Listed under the state and national registers of historic places in 1989, the Waltham Watch Company revolutionized modern manufacture, attracting visitors from all over the world.  Like its predecessors, the textile factories in New England, it mass produced all aspects of production under one roof.  But in comparison to textiles, this was nothing short of a miracle given that watches were made up of over 160 miniature, moving pieces.  Mass production supplanted the former cottage industry, hand assembling parts at different locations–an imprecise and time consuming process that produced a very expensive finished product.  The factory also introduced precision machines (heretofore used primarily in gun manufacture) to forge miniature parts for the watch movement.  They used fairly advanced assembly line methods to piece together the watch as a whole.   This investigation of watchmaking and modern manufacture will highlight the themes above, but especially it will discuss the economic vulnerability of this enterprise in the 1850s and its surprising reprieve during the Civil War.

Dennison.jpg

In 1850, Aaron Dennison, a watchmaker from Boston, wanted to establish watchmaking on a large-scale. He envisioned a Boston-based factory with global leadership, one that abandoned traditional methods, maintained a standard of excellence, and produced a variety of watch types, at a lower cost.  First located in Roxbury Massachusetts, and operating under many different names, the factory finally found its home in 1854, purchasing vacant farmland by the Charles River in Waltham, Massachusetts.[1]  By 1885 the name of the factory was changed from the American Watch Factory to the American Waltham Watch Company, and was renamed the Waltham Watch Company in 1905.   Riddled with both successes and failures, the company struggled to maintain profitability throughout its existence, and was especially vulnerable to market volatility during the 1850 and 1860s. 

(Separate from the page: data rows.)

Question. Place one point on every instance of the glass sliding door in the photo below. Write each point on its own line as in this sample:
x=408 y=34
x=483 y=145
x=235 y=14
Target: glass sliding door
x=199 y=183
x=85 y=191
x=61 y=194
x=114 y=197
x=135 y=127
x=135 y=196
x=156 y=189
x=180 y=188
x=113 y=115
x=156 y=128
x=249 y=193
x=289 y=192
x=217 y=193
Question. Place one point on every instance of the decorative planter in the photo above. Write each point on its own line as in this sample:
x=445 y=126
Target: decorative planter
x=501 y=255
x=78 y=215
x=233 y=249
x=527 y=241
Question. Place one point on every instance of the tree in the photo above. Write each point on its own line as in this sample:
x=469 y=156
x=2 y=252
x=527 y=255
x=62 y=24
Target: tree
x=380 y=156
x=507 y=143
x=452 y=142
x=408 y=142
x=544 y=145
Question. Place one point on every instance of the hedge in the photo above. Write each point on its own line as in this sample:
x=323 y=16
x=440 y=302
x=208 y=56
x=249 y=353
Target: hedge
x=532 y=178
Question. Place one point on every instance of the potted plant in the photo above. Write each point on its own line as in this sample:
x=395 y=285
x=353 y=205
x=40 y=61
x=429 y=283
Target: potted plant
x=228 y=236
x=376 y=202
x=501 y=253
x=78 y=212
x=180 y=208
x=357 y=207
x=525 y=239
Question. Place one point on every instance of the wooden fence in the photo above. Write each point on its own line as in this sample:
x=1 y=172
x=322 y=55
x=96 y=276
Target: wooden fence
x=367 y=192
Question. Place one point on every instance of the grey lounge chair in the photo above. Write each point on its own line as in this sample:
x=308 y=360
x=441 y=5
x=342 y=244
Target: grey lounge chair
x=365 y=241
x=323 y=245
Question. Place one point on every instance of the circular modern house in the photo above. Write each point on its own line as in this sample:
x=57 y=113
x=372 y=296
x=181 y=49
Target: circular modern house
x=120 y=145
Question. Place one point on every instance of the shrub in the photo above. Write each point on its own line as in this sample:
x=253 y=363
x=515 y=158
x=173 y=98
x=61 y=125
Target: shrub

Still, its achievements made it a leader in the Industrial Revolution: a mass produced timepiece boasting a level of precision outshining all watchmaking world-wide.  This major innovation in watchmaking was made possible by the invention of automatic machines, designed to produce watch parts with great efficiency, eliminating, as mentioned earlier, the craft production of watches. Waltham’s greatest achievement to which other businesses and manufacturers aspired was standardization in all processes processes of production: 1) standardization of the actual watch parts, which I will discuss in more detail below, and 2) standardization of the actual assembly process, bringing efficiency into the movement and motions of each laborer, technically referred to as the division of labor—dividing labor into efficient units requiring only one or a few, repetitive tasks—anticipating the modern assembly line.  

The idea to adopt a process of manufacture, (whereby the miniaturized pieces for the watch could be produced by machinery), and where watches could then be mass produced was radical in its reach.   Dennison, youthful and idealistic, was the watch repairman who first put this idea into practice, and was joined in his efforts by three investors from Boston.  Dennison introduced and applied the concept of “standardized, interchangeable parts.”[2]  Of great inspiration to Dennison was the Springfield Armory, where he was a regular observer—here parts for rifles were so “identical in form and dimension” that they could be interchanged between any gun model.[3]  No longer having to specialize each part for each product,  interchangeability cut costs, increased efficiency, and overall precision of the final product. When applied to the machining of watches, unfortunately, the parts were not always interchangeable, and each watch had unique errors that had to be fixed.[4]

Notwithstanding the early shortcomings of interchangeable parts, the machining improved over time, and despite the obstacles mentioned above, machining led to a superior watch, for handwork could never match machine work in precision and quantity.  For example, Charles Vander Woerd’s Automatic Screw Machine, pictured here (and see video below), made highly refined, miniature screws.  One operator might attend over six of these machines, producing fifty to sixty thousand screws a day. By comparison, using older methods,  a watchmaker with the help of an assistant might make up to fifteen hundred screws in a day, maximum.

The Waltham Watch Co. Automatic Screw Machine

By 1884, the factory in Waltham had produced over two million five hundred watches!  Waltham employed as many as two thousand, four hundred laborers, a jump from their earliest figure of seventy five.   And, by 1890, Waltham Watch Factory delivered “nearly twenty-two hundred finished movements” per day.[5]  The American System of Manufacturing, whereby machines made machines, was taken to a new level at Waltham—so much so that legend has it that the Swiss, and automobile manufacturer Henry Ford, among other individuals and groups, came to view the miracle of the machined made watch.   Of interest to Ford was the streamlining of the workplace, generating more out of each worker than previously known, an inspiration to his famed assembly line process.   While the Swiss came to the factory to observe and learn about the making of precision watch movements.